We classified the binomial variables as follows: sex of the child: male as 1, female as 2; living with siblings at 6 months, daycare use at a year old, maternal history of chronic OM, history of pneumococcal vaccine and Hib vaccine, children with trisomy 21, history of fertility treatment: No as 0, yes as 1.

Furthermore, we classified categorical variables as follows: gestational weeks32,33: 37 to 41 weeks as 1, < 37 weeks as 2, ≥ 42 weeks as 3; the birth weight of child: 2.5 -4 kg as 1, < 2.5 kg as 2, ≥ 4 kg as 3; maternal age: 30–34 years as 1, 25–29 years as 2, < 25 years as 3, and ≥ 35 years as 4; paternal and maternal smoking habits: never as 1, "previously did, but quit before realizing current pregnancy" as 2, "previously did, but quit after realizing current pregnancy" as 3, and currently smoking as 4; the frequency of maternal exposure to secondhand smoking: never as 1, more than once a week as 2; household smoking at the age of 1 month: no one as 1, someone smoking at a place far from the baby as 2, smoking at a location near the baby as 3. Maternal occupational categories: full-time homemaker as 1, professional and technicians as 2, clerical support workers as 3, service workers as 4, the others as 5 because, of major occupational categories, the biggest category was full-time homemakers (n = 23,890), followed by professional and technicians (n = 18,758), clerical support workers (n = 14,633), service workers (n = 12,901), and the others (n = 14,308).
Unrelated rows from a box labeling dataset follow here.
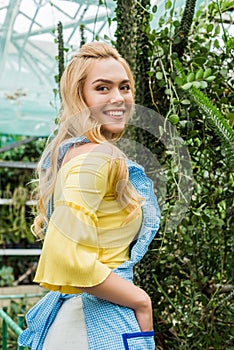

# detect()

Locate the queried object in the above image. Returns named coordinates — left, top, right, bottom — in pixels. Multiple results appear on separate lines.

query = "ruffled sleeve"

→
left=34, top=153, right=111, bottom=293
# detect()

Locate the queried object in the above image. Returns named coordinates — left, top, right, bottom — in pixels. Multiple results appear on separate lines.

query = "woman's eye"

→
left=96, top=86, right=108, bottom=91
left=121, top=85, right=131, bottom=90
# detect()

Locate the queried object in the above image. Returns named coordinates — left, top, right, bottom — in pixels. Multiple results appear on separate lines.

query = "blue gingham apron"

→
left=18, top=137, right=160, bottom=350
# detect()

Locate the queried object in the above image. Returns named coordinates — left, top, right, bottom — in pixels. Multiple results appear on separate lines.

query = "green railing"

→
left=0, top=307, right=25, bottom=350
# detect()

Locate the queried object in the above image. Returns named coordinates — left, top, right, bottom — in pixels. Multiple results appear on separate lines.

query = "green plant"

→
left=0, top=266, right=14, bottom=287
left=116, top=0, right=234, bottom=350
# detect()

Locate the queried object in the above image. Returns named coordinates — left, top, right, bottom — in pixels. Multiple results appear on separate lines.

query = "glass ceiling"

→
left=0, top=0, right=232, bottom=136
left=0, top=0, right=115, bottom=136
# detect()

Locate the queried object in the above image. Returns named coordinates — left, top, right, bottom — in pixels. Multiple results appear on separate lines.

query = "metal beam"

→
left=0, top=0, right=21, bottom=80
left=14, top=15, right=107, bottom=40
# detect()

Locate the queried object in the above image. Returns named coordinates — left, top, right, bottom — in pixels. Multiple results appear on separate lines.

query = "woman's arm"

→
left=77, top=272, right=153, bottom=332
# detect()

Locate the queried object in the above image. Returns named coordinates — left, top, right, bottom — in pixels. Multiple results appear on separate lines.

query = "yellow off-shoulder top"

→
left=34, top=152, right=142, bottom=293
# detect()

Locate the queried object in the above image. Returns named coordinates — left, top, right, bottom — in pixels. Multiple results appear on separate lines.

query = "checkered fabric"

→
left=18, top=138, right=160, bottom=350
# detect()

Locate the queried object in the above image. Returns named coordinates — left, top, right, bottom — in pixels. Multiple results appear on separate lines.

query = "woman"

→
left=19, top=42, right=159, bottom=350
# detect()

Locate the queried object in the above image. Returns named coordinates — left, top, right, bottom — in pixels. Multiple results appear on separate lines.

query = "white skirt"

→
left=42, top=295, right=89, bottom=350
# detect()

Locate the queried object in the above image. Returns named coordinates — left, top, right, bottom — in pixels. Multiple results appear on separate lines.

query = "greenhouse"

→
left=0, top=0, right=234, bottom=350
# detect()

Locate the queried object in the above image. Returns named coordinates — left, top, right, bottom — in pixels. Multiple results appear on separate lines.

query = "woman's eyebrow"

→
left=92, top=78, right=130, bottom=85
For all variables, we set the minimum category number as a reference control.

Statistical analysis

All statistical analyses were performed using Stata version 15 software (StataCorp, College Station, TX, USA). First, we compared patient characteristics between the OM history and non-OM history groups for the first year in children. Second, we analyzed the relationship between whether children were affected with OM during the first year and maternal insecticide use, both from conception to the first trimester and from conception to the second/third trimesters, using logistic regression analysis. Third, we performed sensitivity analysis by the multiple imputation method since there were many missing values. Finally, we performed sub-group analysis of the relationship between whether children were affected with OM for the first year and maternal insecticide use both from conception to the first trimester, and from conception to the second/third trimesters using logistic regression analysis in three subgroups. These groups included whether children had a sibling living with them when they were 6 months, whether children attended daycare at the age of one, and whether the mother had a history of chronic OM. Significance was defined as p < 0.05.

Ethical considerations

The JECS protocol was reviewed and approved by the Ministry of the Environment’s Institutional Review Board on Epidemiological Studies and the Ethics Committees of all participating institutions: the National Institute for Environmental Studies that leads the JECS, the National Center for Child Health and Development, Hokkaido University, Sapporo Medical University, Asahikawa Medical University, Japanese Red Cross Hokkaido College of Nursing, Tohoku University, Fukushima Medical University, Chiba University, Yokohama City University, University of Yamanashi, Shinshu University, University of Toyama, Nagoya City University, Kyoto University, Doshisha University, Osaka University, Osaka Medical Center Research Institute for Maternal and Child Health, Hyogo College of Medicine, Tottori University, Kochi University, University of Occupational and Environmental Health, Kyushu University, Kumamoto University, University of Miyazaki, University of Ryukyu (Ethical number: No.100910001). We confirmed that all research was performed in accordance with relevant guidelines/regulations. We obtained written informed consent from all participants before participation in the present study.